2007 GSA Denver Annual Meeting (28–31 October 2007)

Paper No. 17
Presentation Time: 1:30 PM-5:30 PM


BEDLE, Heather and VAN DER LEE, Suzan, Earth and Planetary Sciences, Northwestern University, 1850 Campus Dr, Evanston, IL 60208, heather@earth.northwestern.edu

Employing seismic tomography techniques and combining local with regional waveform data, we studied the S-velocity structure beneath the Mid-continent United States, specifically beneath the intracratonic Illinois basin by utilizing continental scale waveform data of seismic S and surface waves, enhanced by regional earthquakes located near the basin. Our 3D tomographic model, IL05, confirms the existence of a slow S-velocity structure in the uppermost mantle beneath the Illinois basin region. This anomalously slow region exists from the base of the crust to depths of ~90 km, and is slower than the North American cratonic average by about 200 m/s. This anomalous uppermost mantle beneath the Illinois basin is underlain by a faster lithosphere, typical of the surrounding craton, to depths of ~200 km. This low S-velocity anomaly is resolved and is not found beneath other major North American interior cratonic basin.

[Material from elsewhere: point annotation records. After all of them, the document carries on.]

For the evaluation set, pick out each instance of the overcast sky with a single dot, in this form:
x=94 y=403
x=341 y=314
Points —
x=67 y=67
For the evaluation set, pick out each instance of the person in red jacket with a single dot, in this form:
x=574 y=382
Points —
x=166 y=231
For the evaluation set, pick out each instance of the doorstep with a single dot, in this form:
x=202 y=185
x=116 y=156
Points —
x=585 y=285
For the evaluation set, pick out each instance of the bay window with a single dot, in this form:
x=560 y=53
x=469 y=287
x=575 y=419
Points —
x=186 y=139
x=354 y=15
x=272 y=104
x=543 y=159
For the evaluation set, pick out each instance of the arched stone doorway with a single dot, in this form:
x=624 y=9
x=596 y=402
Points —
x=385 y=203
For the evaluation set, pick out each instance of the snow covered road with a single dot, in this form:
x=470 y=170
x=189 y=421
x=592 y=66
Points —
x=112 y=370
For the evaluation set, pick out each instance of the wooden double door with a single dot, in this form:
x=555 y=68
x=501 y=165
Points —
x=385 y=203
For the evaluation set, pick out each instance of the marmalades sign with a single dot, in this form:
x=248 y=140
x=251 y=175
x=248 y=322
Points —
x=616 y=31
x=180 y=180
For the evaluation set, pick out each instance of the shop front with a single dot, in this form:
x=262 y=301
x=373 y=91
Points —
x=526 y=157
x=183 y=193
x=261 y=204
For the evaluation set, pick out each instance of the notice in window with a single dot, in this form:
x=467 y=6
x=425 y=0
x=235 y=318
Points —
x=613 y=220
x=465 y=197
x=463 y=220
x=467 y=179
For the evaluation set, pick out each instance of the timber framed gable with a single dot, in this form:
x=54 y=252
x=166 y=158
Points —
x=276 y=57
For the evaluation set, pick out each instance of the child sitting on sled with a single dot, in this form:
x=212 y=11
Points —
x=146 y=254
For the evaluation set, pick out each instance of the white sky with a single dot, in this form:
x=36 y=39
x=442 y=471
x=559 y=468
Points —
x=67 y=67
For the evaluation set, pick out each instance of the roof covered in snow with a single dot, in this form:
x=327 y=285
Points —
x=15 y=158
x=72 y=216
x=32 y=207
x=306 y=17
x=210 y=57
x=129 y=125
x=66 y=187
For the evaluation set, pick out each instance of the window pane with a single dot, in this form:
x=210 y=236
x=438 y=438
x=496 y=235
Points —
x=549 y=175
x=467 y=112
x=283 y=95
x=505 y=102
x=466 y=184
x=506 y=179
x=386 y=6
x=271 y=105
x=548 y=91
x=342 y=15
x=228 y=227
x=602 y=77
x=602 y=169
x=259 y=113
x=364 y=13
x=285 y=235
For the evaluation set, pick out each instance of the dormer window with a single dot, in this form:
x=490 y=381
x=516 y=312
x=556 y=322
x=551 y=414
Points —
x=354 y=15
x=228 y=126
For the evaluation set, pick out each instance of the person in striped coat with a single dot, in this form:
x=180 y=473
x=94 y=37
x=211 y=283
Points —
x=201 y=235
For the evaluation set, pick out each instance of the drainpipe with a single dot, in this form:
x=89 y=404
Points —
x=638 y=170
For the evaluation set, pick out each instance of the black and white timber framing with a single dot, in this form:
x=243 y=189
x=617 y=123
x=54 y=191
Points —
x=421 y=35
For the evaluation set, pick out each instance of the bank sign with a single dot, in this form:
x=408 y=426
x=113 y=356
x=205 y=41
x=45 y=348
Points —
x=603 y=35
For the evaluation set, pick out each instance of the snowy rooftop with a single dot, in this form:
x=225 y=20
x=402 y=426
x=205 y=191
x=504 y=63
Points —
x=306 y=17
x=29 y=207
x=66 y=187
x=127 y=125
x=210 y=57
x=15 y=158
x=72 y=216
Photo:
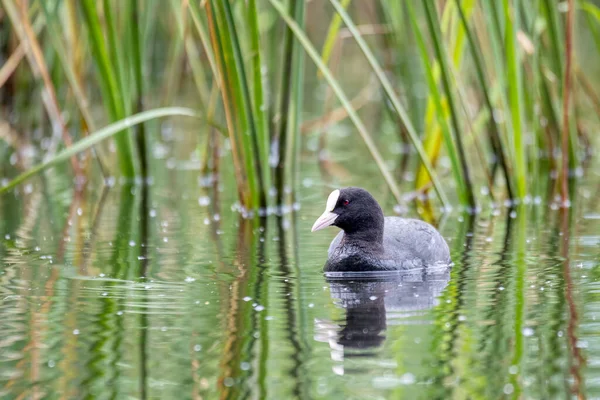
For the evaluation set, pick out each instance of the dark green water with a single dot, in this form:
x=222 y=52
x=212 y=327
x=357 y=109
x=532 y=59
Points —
x=214 y=306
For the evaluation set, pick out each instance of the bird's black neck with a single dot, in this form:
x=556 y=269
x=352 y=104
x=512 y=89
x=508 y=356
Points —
x=367 y=233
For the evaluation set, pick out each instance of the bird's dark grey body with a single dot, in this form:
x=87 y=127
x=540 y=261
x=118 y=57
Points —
x=407 y=243
x=371 y=242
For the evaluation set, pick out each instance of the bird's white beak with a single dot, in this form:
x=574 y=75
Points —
x=325 y=220
x=328 y=217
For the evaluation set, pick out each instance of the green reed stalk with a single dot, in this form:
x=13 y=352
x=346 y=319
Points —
x=314 y=55
x=434 y=29
x=437 y=98
x=236 y=99
x=261 y=116
x=332 y=33
x=295 y=9
x=109 y=84
x=495 y=139
x=249 y=127
x=389 y=90
x=136 y=63
x=97 y=137
x=513 y=61
x=295 y=110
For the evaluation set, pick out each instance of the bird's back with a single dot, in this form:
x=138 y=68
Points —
x=406 y=242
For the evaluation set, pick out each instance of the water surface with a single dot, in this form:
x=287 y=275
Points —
x=169 y=293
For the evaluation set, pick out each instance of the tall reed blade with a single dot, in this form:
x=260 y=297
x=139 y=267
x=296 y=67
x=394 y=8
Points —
x=389 y=90
x=314 y=55
x=110 y=85
x=97 y=137
x=495 y=140
x=513 y=62
x=434 y=30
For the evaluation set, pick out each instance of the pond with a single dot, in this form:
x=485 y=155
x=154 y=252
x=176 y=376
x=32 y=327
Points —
x=166 y=292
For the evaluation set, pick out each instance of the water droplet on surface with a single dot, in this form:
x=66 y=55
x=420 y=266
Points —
x=528 y=332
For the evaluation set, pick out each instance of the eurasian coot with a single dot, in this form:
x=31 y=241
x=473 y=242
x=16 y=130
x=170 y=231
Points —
x=369 y=241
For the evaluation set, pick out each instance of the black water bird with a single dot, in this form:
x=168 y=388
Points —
x=371 y=242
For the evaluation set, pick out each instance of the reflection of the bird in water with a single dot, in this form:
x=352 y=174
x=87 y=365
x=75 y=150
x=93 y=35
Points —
x=373 y=301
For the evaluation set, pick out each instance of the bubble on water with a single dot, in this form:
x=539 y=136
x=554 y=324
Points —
x=229 y=381
x=407 y=379
x=203 y=201
x=528 y=332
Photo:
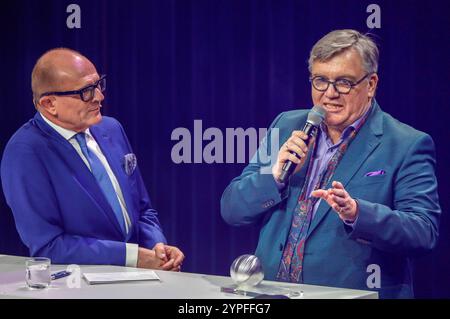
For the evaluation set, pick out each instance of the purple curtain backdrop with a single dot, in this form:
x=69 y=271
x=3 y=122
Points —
x=229 y=63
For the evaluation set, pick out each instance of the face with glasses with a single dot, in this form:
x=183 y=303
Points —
x=343 y=88
x=76 y=104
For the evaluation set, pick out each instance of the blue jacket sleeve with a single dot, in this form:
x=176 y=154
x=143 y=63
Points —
x=412 y=226
x=249 y=196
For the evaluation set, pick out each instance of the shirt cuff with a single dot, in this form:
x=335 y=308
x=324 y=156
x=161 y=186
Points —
x=280 y=186
x=131 y=255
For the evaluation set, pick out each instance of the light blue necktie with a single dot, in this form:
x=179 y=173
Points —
x=99 y=171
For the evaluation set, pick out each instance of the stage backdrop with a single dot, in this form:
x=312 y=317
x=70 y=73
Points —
x=228 y=64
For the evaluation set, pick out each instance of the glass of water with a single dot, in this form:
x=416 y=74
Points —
x=38 y=272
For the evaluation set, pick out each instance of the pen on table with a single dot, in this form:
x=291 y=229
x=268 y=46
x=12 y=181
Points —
x=60 y=274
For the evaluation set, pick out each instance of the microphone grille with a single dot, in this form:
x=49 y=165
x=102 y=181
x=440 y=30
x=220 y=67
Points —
x=316 y=115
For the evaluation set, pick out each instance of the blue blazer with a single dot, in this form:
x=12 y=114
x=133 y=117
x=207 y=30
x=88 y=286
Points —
x=58 y=206
x=398 y=211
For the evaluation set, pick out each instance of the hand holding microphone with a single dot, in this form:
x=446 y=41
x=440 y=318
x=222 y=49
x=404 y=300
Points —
x=293 y=153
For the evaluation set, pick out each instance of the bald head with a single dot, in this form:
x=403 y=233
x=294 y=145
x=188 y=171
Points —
x=58 y=70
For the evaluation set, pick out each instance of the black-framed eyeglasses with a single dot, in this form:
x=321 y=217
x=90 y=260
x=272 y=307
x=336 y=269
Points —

This seismically slow region cannot be explained through elevated mantle temperatures, and while we cannot rule out a potential deep-mantle plume, we do not deem the scenario likely in the context of geological, geochemical, and other geophysical studies of the region. Currently we believe that the anomaly is most straightforwardly explained by an unusual crust-mantle mixture, where either 1.) oceanic crust became incorporated in the mantle of an over-riding plate during a Proterozoic episode of flat-slab subduction, or 2.) a relatively cool mantle wedge is preserved with hydrous minerals. In either case a flat dip-angle is necessary to avoid slab dehydration and associated partial melting of the mantle, which would deplete the mantle and eventually result in a seismically fast lithosphere. A receiver function analysis could further differentiate between the mantle plume and flat-slab hypotheses.